April 9, 2009
One of those rare actors who got to skip over the whole “being a waiter thing,” Charley Lang was fresh out of undergraduate school when he landed a lead role in Hugh Leonard’s Broadway production of Da, 1978’s Tony Award-winner for Best Play. His career successfully launched, Lang went on to work steadily on the stage and screen for over twenty years. “The business was always really good to me,” says Lang. “But even when you’re making your living as an actor, there are inevitable gaps in between jobs. I’m not the kind of person who can just sit around and wait for the phone to ring.”
On his way home from an audition, Lang happened upon a continuation school in an abandoned storefront in West Hollywood where persecuted gay and lesbian students who had either dropped out or been kicked out of the LAUSD school system had gathered to complete their degrees. Their experience struck a chord with him, prompting him to volunteer his time. When the students decided to plan the first gay and lesbian prom in America , Lang bought a camera and captured their stories. His efforts resulted in the 1995 award-winning documentary, Live To Tell: The First Gay Prom in America, which is used as a teaching tool in classrooms today.

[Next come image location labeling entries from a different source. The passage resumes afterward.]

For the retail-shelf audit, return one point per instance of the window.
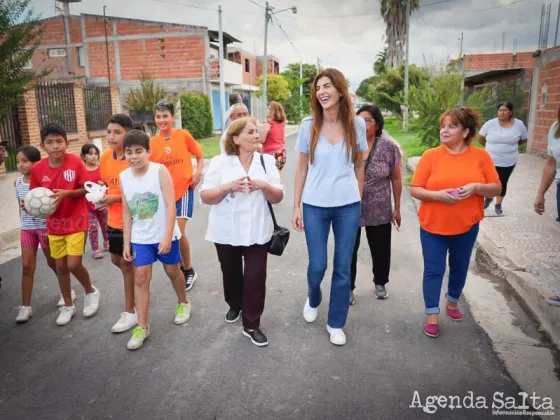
(81, 57)
(57, 52)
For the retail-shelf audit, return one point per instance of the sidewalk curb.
(523, 283)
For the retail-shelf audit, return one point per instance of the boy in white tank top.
(150, 230)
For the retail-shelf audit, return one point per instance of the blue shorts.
(185, 205)
(148, 254)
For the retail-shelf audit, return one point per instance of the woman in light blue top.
(329, 181)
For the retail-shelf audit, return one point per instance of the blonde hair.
(235, 130)
(278, 113)
(345, 114)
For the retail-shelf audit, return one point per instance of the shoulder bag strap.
(268, 202)
(371, 152)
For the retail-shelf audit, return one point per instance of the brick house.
(545, 97)
(508, 74)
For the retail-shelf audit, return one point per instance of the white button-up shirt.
(244, 219)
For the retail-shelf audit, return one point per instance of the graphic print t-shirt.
(111, 168)
(71, 215)
(175, 154)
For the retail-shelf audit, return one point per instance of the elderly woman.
(551, 173)
(382, 163)
(502, 136)
(238, 110)
(238, 185)
(451, 181)
(272, 133)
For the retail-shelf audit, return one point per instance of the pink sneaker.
(97, 254)
(431, 330)
(454, 314)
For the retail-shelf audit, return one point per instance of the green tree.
(394, 15)
(431, 97)
(277, 86)
(20, 30)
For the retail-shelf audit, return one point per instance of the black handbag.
(281, 235)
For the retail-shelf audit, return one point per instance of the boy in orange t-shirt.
(173, 148)
(112, 163)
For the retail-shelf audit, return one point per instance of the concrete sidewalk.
(523, 246)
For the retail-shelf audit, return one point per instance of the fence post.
(115, 100)
(29, 120)
(80, 114)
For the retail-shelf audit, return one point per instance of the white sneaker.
(91, 303)
(125, 322)
(66, 314)
(25, 312)
(61, 300)
(338, 337)
(309, 313)
(139, 335)
(182, 313)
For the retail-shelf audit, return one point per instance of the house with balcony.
(116, 51)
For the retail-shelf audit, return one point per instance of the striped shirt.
(26, 220)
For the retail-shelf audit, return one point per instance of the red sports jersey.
(71, 215)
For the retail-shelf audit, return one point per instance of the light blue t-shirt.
(331, 180)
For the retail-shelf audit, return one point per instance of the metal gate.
(10, 131)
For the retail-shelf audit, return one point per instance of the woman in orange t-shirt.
(451, 181)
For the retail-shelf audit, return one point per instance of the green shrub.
(196, 114)
(432, 97)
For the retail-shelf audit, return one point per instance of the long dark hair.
(377, 116)
(345, 113)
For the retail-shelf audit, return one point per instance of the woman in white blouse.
(240, 225)
(502, 136)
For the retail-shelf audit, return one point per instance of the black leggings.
(504, 172)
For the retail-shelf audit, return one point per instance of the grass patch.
(210, 146)
(408, 141)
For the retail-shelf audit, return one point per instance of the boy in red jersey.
(112, 163)
(173, 148)
(65, 174)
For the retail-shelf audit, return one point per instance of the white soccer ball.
(39, 203)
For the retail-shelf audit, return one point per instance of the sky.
(346, 34)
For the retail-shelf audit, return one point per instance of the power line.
(186, 5)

Over time, Lang found that his service work was more gratifying than praying for the next acting gig and began exploring the possibility of graduate school. He applied and was accepted into Antioch University . With its close proximity to Hollywood, eclectic course offerings, flexible class schedules, small class size, and academic credit for life and work experience, Antioch was a natural fit. “It’s an incredibly dynamic learning environment,” says Lang, adding that graduate school was an opportunity to diversify his interests. “I never thought of graduate school as this new direction that would replace acting. The business will remain there. I like the analogy of adding something to the palette.”
Branching out was not without its own trials, however. With financial burdens mounting, Lang struggled to pay bills while juggling course work and acting gigs.
Fortunately, Lang found assistance through the SAG Foundation’s John L. Dales Scholarship Fund. The national program, established in 1973 to honor John L. Dales, Screen Actors Guild’s Executive Secretary for 37 years, offers Standard and Transitional scholarships to qualifying Guild members and their children. From 1974 to 2008, 1045 scholarships totaling more than two million dollars have been awarded, assisting students toward their educational potential at accredited institutions of higher learning.
Lang applied, and was awarded $3,000 towards his studies. Says Lang, “I don’t know that graduate school would have been possible, certainly in that beginning quarter or two, had I not received a scholarship from the SAG Foundation.”
Today, Lang heads his own private practice as well as the B.A. Psychology Concentration at Antioch University . Additionally, Lang is Director of the Postmodern Therapy Training Program at the California Family Counseling Center , where he supervises a group of student trainees in their first year as intern therapists. Says Lang, “I’m lucky enough to be doing something different every day. Perhaps that’s the actor in me.”